The touchstone of Clear Alternatives’s female-focused hiring practices isn’t, “We’re women, so you should invest in us.” Instead it’s, “We have great returns, an all-star team of traders, and we happen to be women”—which isn’t quite the opposite, because the fact of being comprised entirely of women certainly still colors the identity of Clear Alternatives but doesn’t define it. It isn’t--at its roots or through some political program--a woman’s firm, but is rather a firm that supports women through what it does and not only what it says. Diane again: “We only want to hire the best people that are out there....Look, if you know a man who’s as smart as all of these ladies, send him to us.”
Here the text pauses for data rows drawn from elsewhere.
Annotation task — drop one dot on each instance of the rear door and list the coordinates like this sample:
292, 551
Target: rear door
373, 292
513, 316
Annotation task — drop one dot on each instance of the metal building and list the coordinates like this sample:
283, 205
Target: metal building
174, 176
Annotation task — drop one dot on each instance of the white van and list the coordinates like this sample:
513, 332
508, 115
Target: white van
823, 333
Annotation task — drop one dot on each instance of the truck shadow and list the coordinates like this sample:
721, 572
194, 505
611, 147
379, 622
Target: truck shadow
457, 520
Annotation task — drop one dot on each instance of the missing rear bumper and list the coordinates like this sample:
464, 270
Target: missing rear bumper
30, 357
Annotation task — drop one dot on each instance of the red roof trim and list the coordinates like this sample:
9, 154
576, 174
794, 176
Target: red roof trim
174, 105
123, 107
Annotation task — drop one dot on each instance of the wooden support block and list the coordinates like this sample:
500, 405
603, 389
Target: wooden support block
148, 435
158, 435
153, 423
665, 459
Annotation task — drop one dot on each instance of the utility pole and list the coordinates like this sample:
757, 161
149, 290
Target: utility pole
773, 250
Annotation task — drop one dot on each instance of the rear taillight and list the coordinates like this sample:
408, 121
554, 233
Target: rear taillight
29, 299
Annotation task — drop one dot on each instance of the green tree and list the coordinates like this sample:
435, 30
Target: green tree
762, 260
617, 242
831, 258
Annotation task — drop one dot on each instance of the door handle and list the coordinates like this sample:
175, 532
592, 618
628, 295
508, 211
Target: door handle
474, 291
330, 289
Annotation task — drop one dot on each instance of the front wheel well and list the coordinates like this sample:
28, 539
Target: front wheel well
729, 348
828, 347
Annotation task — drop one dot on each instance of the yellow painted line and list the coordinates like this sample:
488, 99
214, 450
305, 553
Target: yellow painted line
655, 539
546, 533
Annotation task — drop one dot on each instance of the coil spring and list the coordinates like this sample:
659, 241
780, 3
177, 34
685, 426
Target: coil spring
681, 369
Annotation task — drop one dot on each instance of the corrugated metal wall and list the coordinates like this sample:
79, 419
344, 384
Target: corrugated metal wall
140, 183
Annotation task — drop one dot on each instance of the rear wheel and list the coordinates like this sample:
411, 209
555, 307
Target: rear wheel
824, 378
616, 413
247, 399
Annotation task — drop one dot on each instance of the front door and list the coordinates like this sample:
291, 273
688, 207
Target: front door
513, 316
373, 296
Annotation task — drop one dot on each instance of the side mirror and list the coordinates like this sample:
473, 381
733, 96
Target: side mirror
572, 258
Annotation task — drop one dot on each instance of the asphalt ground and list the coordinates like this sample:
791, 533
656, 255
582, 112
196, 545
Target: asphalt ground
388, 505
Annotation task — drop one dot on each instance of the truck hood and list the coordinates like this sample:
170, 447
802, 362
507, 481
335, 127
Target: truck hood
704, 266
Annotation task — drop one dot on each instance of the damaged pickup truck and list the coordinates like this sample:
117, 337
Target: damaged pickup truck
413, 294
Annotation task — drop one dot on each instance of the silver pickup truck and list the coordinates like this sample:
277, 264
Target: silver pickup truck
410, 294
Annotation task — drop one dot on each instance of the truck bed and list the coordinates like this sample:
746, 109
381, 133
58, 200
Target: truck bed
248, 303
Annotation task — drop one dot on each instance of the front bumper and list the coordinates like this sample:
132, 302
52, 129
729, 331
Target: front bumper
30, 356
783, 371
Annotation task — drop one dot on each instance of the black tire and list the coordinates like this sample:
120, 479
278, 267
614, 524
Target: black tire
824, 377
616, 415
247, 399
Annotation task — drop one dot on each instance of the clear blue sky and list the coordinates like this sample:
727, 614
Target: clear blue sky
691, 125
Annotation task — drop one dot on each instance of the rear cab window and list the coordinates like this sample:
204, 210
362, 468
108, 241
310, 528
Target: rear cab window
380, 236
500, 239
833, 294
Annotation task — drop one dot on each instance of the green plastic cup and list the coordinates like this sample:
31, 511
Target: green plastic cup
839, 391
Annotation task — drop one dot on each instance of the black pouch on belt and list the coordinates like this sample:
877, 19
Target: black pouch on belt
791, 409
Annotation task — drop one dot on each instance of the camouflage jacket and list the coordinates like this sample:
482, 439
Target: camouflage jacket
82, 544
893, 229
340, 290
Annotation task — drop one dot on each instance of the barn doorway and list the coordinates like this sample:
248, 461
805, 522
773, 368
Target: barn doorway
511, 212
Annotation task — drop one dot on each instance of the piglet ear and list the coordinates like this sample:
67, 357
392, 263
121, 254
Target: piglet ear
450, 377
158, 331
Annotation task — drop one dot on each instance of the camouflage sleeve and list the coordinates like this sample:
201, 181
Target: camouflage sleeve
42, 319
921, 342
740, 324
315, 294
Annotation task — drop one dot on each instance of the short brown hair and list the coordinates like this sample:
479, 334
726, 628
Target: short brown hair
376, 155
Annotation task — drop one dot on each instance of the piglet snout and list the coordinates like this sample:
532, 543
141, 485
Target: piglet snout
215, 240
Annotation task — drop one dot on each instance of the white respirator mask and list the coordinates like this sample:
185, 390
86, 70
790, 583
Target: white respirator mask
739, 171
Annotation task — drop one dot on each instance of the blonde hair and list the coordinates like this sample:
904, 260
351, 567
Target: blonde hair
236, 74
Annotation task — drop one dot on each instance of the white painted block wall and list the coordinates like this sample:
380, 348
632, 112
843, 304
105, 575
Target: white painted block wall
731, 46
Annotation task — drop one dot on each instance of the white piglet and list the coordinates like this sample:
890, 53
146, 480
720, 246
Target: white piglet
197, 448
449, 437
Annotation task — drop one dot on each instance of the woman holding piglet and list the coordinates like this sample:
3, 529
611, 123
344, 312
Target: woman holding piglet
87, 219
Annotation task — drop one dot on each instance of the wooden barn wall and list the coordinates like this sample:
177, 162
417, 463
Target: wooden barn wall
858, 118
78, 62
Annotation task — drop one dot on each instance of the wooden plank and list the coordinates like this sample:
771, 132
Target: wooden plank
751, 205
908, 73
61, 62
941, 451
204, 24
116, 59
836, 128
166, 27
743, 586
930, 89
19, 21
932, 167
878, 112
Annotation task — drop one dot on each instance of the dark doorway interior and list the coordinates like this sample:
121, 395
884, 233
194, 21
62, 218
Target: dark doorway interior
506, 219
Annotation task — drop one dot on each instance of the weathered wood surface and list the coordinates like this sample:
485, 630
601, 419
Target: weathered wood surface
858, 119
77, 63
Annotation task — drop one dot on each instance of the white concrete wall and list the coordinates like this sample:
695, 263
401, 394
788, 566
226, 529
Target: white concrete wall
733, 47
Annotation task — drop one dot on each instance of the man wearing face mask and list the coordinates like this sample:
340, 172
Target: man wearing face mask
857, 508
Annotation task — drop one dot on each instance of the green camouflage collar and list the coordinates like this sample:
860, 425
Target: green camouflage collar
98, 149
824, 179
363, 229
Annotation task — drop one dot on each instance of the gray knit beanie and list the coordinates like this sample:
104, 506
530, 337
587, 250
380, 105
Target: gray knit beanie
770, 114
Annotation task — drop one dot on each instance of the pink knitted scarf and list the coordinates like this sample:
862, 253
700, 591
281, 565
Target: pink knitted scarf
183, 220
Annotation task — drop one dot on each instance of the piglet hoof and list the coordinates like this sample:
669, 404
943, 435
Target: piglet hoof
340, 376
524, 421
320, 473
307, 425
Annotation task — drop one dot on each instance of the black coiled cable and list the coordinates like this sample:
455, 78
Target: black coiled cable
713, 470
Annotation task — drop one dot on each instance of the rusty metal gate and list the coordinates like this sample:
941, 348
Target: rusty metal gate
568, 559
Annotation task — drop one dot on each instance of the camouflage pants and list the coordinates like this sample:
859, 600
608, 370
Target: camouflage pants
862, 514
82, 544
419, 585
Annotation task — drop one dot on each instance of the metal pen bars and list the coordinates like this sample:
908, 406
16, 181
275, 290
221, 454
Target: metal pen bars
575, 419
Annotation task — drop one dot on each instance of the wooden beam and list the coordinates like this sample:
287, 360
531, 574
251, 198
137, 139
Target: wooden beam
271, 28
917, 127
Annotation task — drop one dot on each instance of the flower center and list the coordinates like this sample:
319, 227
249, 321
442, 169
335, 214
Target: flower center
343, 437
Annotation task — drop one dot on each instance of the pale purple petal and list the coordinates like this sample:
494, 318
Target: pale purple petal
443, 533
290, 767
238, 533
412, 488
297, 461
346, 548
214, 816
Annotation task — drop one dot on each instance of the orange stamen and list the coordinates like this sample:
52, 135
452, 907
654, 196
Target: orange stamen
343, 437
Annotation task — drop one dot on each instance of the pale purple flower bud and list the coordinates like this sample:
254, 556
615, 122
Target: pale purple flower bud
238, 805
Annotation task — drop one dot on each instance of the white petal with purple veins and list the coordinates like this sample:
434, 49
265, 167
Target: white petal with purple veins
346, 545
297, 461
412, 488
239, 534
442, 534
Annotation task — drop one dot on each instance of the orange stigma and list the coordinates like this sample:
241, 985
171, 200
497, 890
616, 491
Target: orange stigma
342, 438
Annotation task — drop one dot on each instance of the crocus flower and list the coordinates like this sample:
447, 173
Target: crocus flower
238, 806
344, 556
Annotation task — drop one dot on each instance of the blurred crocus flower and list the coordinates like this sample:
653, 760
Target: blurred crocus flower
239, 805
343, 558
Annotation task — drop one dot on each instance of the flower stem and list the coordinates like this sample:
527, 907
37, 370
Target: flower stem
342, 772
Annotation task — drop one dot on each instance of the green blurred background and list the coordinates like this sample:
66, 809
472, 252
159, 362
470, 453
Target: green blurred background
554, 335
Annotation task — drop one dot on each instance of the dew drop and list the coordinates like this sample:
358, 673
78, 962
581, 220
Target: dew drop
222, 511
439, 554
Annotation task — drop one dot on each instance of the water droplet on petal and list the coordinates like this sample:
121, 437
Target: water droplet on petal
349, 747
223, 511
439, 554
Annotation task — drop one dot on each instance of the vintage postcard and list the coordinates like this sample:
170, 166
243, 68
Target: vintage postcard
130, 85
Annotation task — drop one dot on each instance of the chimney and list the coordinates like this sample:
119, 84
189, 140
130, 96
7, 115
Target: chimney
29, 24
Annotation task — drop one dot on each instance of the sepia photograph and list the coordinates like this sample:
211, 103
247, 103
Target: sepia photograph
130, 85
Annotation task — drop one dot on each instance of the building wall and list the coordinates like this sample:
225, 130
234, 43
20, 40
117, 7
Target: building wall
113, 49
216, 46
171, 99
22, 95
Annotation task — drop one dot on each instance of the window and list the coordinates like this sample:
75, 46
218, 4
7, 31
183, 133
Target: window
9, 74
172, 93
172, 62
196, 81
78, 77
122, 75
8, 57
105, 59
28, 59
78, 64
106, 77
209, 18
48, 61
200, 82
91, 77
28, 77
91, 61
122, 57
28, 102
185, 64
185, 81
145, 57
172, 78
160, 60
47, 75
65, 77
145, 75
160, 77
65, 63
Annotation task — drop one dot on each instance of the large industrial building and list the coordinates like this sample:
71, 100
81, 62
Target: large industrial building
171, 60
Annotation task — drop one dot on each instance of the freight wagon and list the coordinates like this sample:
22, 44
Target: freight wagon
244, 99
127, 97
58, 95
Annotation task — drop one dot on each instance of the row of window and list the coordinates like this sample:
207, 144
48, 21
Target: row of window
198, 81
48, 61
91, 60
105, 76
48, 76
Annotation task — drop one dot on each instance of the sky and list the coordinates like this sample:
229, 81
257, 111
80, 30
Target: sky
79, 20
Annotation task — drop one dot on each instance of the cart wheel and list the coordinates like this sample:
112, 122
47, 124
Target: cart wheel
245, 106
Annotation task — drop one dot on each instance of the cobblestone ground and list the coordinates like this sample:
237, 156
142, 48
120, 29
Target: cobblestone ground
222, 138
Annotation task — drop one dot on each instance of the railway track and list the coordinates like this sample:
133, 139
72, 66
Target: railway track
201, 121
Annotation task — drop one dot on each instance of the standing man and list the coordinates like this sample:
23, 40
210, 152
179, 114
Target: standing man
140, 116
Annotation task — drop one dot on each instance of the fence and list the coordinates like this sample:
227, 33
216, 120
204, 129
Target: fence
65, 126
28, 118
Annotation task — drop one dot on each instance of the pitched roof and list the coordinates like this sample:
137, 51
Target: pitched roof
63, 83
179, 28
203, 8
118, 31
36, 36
It makes one wonder, of course, whether there’s some primordial tie between the insights of behavioral econ and the sort of investment firm that would believe in women the way that Diane’s does. It makes one wonder—and also hope. “Being a woman gives us a very different perspective,” Diane told me. “What we can deliver is a diversity of thought. And diversity of thought is as important as diversity of stocks and bonds.”